Sebelum Darius bisa bertanya lebih lanjut, suara langkah berat terdengar dari belakang mereka. Mereka berbalik, dan kali ini, makhluk yang muncul tampak lebih mengerikan daripada yang sebelumnya.

Makhluk itu adalah Gluttony (Kerakusan) , tubuhnya besar seperti bola dengan mulut raksasa yang dipenuhi gigi tajam. Tangannya yang pendek tetapi kuat membawa semacam rantai berduri, dan matanya yang kecil memancarkan kegilaan.

"Kalian manusia... makanan lezat!" Makhluk itu melompat ke arah mereka dengan kecepatan yang tidak terduga.

Darius melompat ke samping, tetapi Lila tetap tenang.
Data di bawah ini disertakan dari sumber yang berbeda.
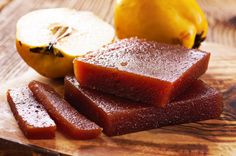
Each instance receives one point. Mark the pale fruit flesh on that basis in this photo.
(49, 39)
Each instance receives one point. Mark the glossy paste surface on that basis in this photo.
(119, 116)
(32, 118)
(146, 71)
(67, 118)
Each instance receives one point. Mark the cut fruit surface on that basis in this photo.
(49, 39)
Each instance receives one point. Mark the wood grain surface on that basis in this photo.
(213, 137)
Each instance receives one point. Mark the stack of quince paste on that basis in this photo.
(127, 86)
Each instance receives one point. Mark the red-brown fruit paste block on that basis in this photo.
(67, 118)
(120, 116)
(31, 116)
(140, 70)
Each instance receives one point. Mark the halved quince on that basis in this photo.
(48, 40)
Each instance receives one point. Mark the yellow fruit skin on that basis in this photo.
(46, 65)
(169, 21)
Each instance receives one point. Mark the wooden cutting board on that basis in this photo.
(212, 137)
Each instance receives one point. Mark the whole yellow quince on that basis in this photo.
(170, 21)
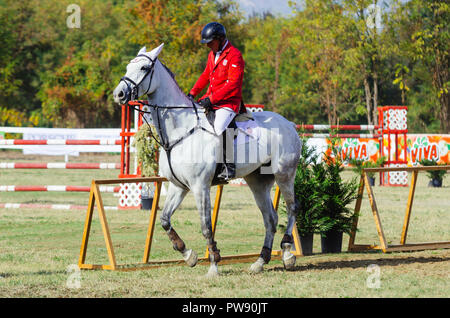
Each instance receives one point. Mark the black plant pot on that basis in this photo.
(435, 183)
(146, 203)
(331, 241)
(306, 242)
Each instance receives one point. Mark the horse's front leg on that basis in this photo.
(174, 197)
(202, 197)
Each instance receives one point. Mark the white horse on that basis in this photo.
(188, 158)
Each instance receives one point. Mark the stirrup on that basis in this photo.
(228, 172)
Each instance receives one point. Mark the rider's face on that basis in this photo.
(214, 45)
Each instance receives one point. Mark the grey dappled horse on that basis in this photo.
(190, 148)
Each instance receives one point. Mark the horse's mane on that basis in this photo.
(172, 74)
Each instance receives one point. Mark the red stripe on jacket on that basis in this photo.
(224, 77)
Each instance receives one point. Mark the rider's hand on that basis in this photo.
(205, 103)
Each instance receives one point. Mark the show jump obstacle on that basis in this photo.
(384, 246)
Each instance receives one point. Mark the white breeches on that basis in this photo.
(224, 116)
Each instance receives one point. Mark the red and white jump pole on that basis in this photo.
(49, 206)
(55, 188)
(58, 165)
(78, 142)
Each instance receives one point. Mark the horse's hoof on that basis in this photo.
(190, 257)
(289, 261)
(212, 272)
(258, 266)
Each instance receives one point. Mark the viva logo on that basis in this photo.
(424, 149)
(352, 149)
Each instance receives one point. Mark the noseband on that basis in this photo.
(133, 88)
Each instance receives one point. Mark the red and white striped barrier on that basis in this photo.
(342, 135)
(338, 127)
(56, 188)
(58, 165)
(49, 206)
(60, 142)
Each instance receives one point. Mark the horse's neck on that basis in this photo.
(174, 122)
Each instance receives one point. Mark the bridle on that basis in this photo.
(133, 91)
(165, 144)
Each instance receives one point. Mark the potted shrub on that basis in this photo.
(305, 187)
(359, 164)
(336, 194)
(147, 157)
(436, 176)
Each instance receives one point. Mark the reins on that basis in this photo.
(166, 144)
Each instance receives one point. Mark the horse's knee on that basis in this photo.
(207, 233)
(165, 222)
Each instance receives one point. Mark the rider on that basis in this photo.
(224, 72)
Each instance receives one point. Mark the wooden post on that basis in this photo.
(87, 226)
(105, 228)
(151, 224)
(412, 189)
(351, 241)
(376, 215)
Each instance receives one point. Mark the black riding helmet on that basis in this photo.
(211, 31)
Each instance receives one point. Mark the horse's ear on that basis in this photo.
(143, 50)
(155, 52)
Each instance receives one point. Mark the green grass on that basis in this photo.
(37, 246)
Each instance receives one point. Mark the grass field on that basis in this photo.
(37, 247)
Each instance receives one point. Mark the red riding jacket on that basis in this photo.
(224, 77)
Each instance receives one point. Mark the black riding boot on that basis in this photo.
(229, 168)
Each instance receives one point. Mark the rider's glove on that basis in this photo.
(206, 103)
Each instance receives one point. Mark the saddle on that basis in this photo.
(243, 115)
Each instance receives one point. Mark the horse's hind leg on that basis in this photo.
(203, 200)
(174, 197)
(260, 185)
(286, 184)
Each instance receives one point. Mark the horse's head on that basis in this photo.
(138, 79)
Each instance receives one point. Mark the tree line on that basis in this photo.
(329, 61)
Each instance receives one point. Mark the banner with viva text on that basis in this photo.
(419, 146)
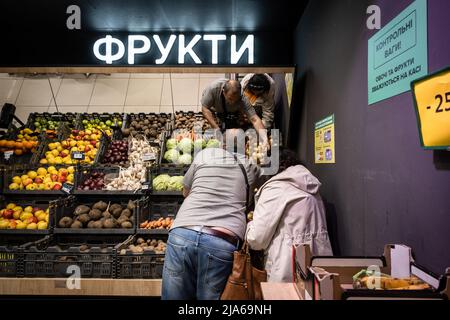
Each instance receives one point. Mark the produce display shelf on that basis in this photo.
(88, 287)
(94, 231)
(141, 231)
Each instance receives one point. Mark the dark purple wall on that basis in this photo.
(384, 187)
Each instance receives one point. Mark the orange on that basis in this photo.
(10, 144)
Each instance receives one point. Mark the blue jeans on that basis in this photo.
(196, 266)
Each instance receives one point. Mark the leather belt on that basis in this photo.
(234, 240)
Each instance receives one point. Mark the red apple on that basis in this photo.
(62, 179)
(8, 214)
(57, 186)
(38, 180)
(31, 220)
(27, 182)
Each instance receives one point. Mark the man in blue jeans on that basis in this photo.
(209, 226)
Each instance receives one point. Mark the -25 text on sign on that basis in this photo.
(432, 102)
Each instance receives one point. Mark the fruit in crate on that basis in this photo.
(14, 216)
(164, 182)
(100, 215)
(141, 246)
(43, 179)
(161, 223)
(93, 181)
(60, 152)
(26, 142)
(151, 125)
(117, 153)
(106, 124)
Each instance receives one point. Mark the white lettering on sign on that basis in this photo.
(215, 46)
(74, 21)
(164, 50)
(247, 45)
(110, 49)
(132, 50)
(374, 21)
(108, 57)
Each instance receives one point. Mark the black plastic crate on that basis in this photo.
(66, 206)
(35, 203)
(171, 170)
(83, 173)
(102, 117)
(11, 259)
(57, 258)
(19, 171)
(145, 265)
(151, 116)
(150, 210)
(69, 118)
(11, 254)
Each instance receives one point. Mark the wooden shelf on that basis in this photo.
(88, 287)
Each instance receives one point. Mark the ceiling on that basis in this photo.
(156, 15)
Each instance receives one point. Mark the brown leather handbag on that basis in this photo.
(244, 283)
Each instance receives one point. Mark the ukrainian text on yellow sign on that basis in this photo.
(324, 141)
(432, 102)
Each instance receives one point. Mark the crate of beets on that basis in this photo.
(54, 257)
(89, 215)
(156, 217)
(141, 257)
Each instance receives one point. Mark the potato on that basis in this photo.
(126, 225)
(65, 222)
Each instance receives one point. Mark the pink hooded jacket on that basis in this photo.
(289, 211)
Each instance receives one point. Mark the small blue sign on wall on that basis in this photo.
(398, 53)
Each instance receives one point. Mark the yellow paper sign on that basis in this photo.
(432, 102)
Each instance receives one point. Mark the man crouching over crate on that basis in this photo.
(210, 224)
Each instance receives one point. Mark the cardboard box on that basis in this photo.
(331, 278)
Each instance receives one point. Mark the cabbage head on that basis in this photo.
(213, 143)
(185, 145)
(161, 182)
(172, 155)
(199, 144)
(175, 183)
(185, 159)
(171, 144)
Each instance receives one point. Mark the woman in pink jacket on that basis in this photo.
(289, 211)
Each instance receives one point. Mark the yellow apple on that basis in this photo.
(25, 215)
(32, 226)
(42, 171)
(17, 180)
(42, 225)
(21, 225)
(14, 186)
(32, 174)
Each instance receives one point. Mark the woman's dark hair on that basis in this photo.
(288, 158)
(259, 82)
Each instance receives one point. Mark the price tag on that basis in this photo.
(8, 154)
(78, 155)
(67, 188)
(432, 102)
(148, 157)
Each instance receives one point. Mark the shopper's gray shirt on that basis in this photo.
(217, 192)
(211, 98)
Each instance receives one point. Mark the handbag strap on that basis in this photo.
(247, 186)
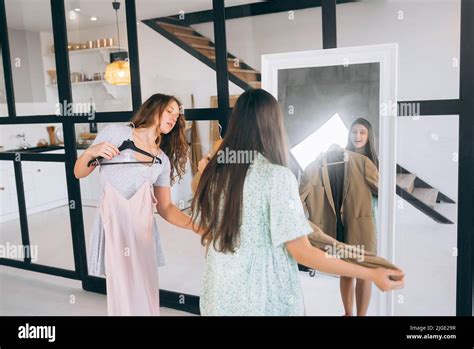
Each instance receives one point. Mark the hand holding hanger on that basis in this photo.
(127, 144)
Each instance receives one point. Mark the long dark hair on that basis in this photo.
(369, 148)
(255, 124)
(173, 144)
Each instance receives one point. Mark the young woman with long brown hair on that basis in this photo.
(253, 222)
(125, 243)
(361, 140)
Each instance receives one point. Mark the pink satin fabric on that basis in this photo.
(130, 260)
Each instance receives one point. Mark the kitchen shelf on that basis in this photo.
(86, 50)
(82, 82)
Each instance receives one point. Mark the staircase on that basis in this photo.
(203, 49)
(409, 186)
(421, 195)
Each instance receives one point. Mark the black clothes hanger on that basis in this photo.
(335, 155)
(127, 144)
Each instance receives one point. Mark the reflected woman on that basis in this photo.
(361, 140)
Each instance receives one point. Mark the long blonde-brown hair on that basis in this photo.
(173, 144)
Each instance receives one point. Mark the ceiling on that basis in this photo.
(35, 15)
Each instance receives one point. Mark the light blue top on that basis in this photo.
(127, 179)
(261, 278)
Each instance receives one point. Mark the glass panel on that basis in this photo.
(93, 37)
(428, 37)
(249, 38)
(48, 211)
(30, 36)
(167, 64)
(3, 95)
(427, 240)
(10, 236)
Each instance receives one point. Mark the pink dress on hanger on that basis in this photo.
(125, 245)
(132, 277)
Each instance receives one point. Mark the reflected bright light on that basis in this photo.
(332, 132)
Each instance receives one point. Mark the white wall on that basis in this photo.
(428, 35)
(166, 68)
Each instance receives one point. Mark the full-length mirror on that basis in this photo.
(339, 109)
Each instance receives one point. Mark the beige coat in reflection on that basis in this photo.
(360, 181)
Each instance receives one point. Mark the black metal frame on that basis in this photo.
(464, 107)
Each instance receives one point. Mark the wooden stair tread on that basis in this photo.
(238, 70)
(203, 46)
(426, 195)
(191, 36)
(174, 26)
(255, 84)
(406, 181)
(228, 59)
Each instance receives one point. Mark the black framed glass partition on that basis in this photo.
(219, 28)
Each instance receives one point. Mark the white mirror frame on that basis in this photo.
(386, 55)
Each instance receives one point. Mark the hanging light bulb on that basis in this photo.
(118, 71)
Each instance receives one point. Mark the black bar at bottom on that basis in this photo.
(45, 269)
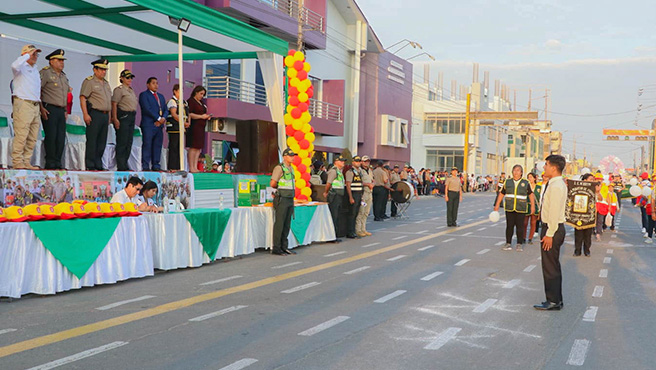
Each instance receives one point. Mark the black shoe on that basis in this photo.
(548, 306)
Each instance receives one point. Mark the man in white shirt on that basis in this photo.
(26, 106)
(552, 214)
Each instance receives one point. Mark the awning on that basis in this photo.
(134, 30)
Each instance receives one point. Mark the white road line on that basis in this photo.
(287, 265)
(443, 338)
(512, 283)
(389, 296)
(590, 314)
(109, 306)
(326, 325)
(300, 287)
(485, 305)
(217, 313)
(221, 280)
(578, 352)
(357, 270)
(334, 254)
(244, 362)
(431, 276)
(598, 291)
(79, 356)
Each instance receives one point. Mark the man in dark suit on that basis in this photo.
(153, 113)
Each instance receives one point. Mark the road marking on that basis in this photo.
(79, 356)
(244, 362)
(286, 265)
(334, 254)
(217, 313)
(326, 325)
(110, 306)
(389, 296)
(221, 280)
(300, 287)
(512, 283)
(443, 338)
(357, 270)
(598, 291)
(590, 314)
(485, 305)
(97, 326)
(578, 352)
(432, 276)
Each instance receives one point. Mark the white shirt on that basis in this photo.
(553, 204)
(27, 80)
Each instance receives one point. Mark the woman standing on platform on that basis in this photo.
(199, 117)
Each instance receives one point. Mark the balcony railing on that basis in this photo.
(329, 111)
(225, 87)
(311, 19)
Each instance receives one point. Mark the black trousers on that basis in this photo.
(583, 238)
(96, 140)
(515, 223)
(54, 129)
(353, 212)
(452, 208)
(553, 277)
(124, 137)
(284, 209)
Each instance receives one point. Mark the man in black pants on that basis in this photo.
(553, 232)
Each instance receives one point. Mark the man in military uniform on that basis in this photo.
(365, 207)
(334, 192)
(124, 111)
(96, 104)
(282, 178)
(354, 188)
(54, 97)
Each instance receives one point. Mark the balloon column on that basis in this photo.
(300, 135)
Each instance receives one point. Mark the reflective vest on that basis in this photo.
(516, 198)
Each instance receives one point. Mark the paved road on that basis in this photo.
(415, 295)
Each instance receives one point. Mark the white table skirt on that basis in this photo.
(26, 266)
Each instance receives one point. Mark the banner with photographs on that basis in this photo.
(581, 210)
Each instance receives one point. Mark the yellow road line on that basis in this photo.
(173, 306)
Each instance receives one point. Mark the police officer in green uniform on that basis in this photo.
(96, 104)
(282, 179)
(518, 193)
(354, 188)
(334, 192)
(54, 97)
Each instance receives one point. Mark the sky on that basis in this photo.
(593, 56)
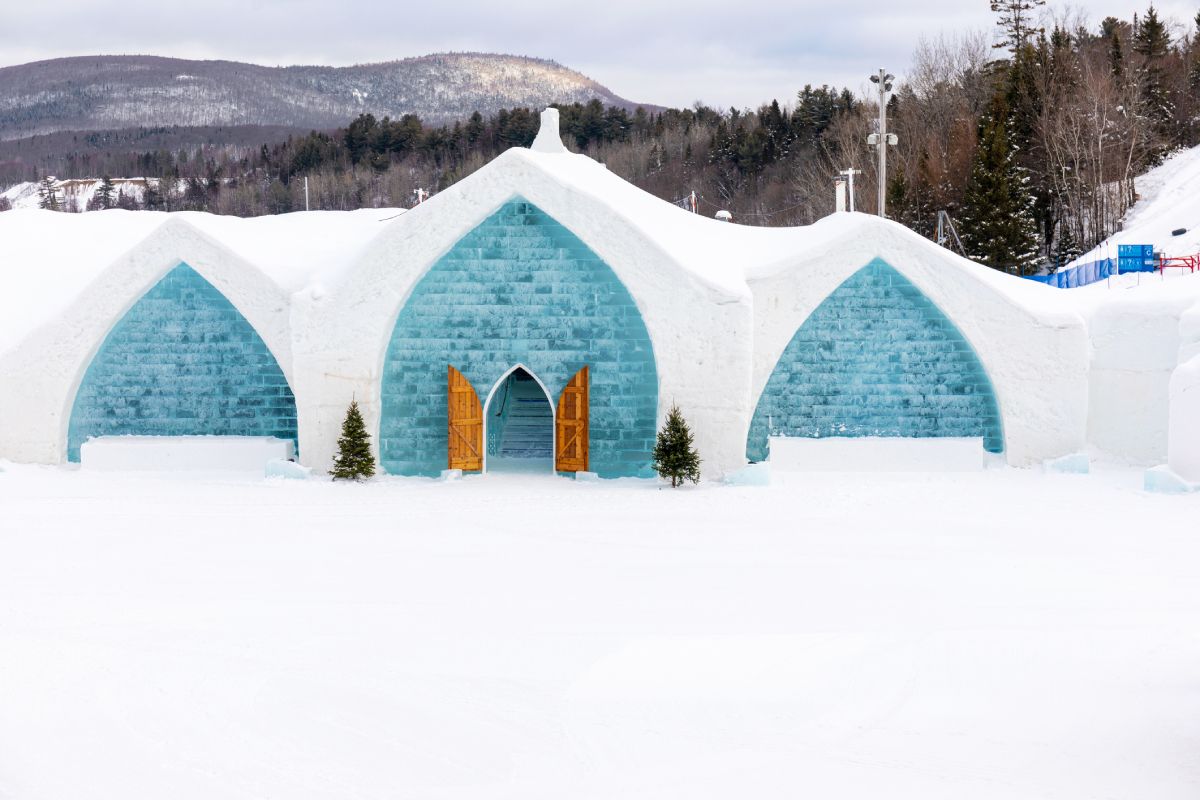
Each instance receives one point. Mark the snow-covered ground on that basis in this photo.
(1005, 633)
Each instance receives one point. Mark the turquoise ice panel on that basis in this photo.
(520, 288)
(183, 361)
(876, 359)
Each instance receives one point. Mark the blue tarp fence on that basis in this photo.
(1079, 276)
(1131, 258)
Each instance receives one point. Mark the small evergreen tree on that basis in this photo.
(354, 459)
(673, 453)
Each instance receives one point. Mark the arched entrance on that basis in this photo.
(519, 425)
(520, 289)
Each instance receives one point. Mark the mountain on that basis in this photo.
(124, 91)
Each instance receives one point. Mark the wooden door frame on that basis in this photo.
(553, 415)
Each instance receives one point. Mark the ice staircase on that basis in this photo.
(529, 422)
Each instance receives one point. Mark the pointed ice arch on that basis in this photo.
(183, 361)
(876, 359)
(520, 289)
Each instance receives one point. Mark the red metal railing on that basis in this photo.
(1189, 263)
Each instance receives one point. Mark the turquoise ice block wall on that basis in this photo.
(876, 359)
(183, 361)
(520, 288)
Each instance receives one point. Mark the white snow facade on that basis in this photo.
(544, 308)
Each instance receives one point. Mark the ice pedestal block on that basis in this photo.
(750, 475)
(286, 469)
(183, 361)
(163, 453)
(1074, 463)
(876, 359)
(520, 289)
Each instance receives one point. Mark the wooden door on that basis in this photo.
(466, 423)
(571, 426)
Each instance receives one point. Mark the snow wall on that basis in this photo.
(1183, 445)
(699, 313)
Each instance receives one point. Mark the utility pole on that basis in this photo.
(850, 173)
(883, 139)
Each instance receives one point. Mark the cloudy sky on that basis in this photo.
(729, 53)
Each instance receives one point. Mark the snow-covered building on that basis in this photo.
(543, 311)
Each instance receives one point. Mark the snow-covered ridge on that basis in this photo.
(1168, 200)
(101, 92)
(77, 193)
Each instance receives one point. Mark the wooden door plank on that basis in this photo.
(571, 425)
(466, 423)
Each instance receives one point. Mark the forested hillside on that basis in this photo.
(1029, 137)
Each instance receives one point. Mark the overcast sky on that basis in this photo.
(729, 53)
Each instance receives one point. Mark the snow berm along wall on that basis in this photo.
(544, 259)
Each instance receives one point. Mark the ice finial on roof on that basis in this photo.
(549, 139)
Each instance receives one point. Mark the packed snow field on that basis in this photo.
(1005, 633)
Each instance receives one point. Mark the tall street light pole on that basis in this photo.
(883, 139)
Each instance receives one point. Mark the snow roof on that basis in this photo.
(49, 258)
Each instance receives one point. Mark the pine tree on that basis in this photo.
(1066, 248)
(1015, 22)
(673, 453)
(1152, 43)
(999, 227)
(354, 459)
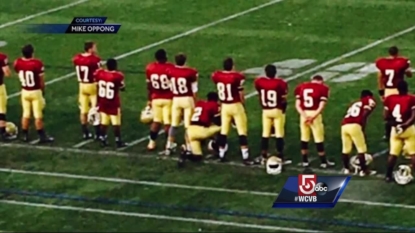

Ia mengangkat lentera birunya, dan cahaya aneh itu menahan makhluk itu sementara waktu.

"Cepat, Darius! Gunakan pedangmu!"

"Aku butuh waktu untuk berpikir!"

"Kita tidak punya waktu!"

Makhluk itu berhasil melepaskan diri dari cahaya lentera dan menyerang lagi. Kali ini, Darius mengayunkan pedangnya, tetapi serangan itu hanya memotong salah satu tangan makhluk itu, yang segera tumbuh kembali.

"Kau harus menyerang intinya!" teriak Lila.

"Intinya di mana?!"

"Mulutnya!"

Darius merasa mustahil untuk mendekati mulut makhluk itu tanpa dilahap. Namun, ia tidak punya pilihan. Dengan satu gerakan cepat, ia melompat ke arah makhluk itu, menghindari serangan rantainya, dan menusukkan pedangnya langsung ke mulut raksasa itu.

Makhluk itu mengeluarkan jeritan melengking sebelum meledak menjadi debu.

Namun, seperti sebelumnya, Darius merasakan sesuatu yang gelap memasuki dirinya. Tubuhnya bergetar, dan ia hampir pingsan.

 

Sisi Gelap Darius

Setelah semuanya selesai, Lila membantu Darius berdiri. Namun, kali ini, ia melihat sesuatu yang berbeda di mata Darius.

"Kau semakin terpengaruh," kata Lila dengan nada khawatir.

"Aku baik-baik saja," jawab Darius, meskipun ia tahu itu tidak sepenuhnya benar.

"Tidak, kau tidak baik-baik saja. Setiap kali kau melawan dosa, kau semakin kehilangan kendali. Jika ini terus berlanjut, kau tidak akan bisa kembali."

Darius tidak menjawab. Ia tahu Lila benar, tetapi ia tidak tahu apa lagi yang bisa ia lakukan.

 

Petunjuk Baru

Mereka mulai memeriksa ruangan itu, mencari petunjuk tentang dosa-dosa besar dan bagaimana cara menghentikan mereka. Lila menemukan sebuah buku tua yang penuh dengan tulisan tangan dan diagram aneh.

"Ini," katanya sambil membuka halaman-halamannya. "Ini adalah catatan tentang portal dan cara menutupnya."

Namun, sebelum mereka bisa membaca lebih jauh, suara gemuruh terdengar lagi dari luar.

"Kita harus pergi," kata Lila.

"Tidak, kita harus menyelesaikan ini," jawab Darius, matanya penuh tekad.

"Aku tidak bisa kehilanganmu juga, Darius."

"Kau tidak akan kehilanganku," jawabnya sambil menggenggam pedangnya lebih erat.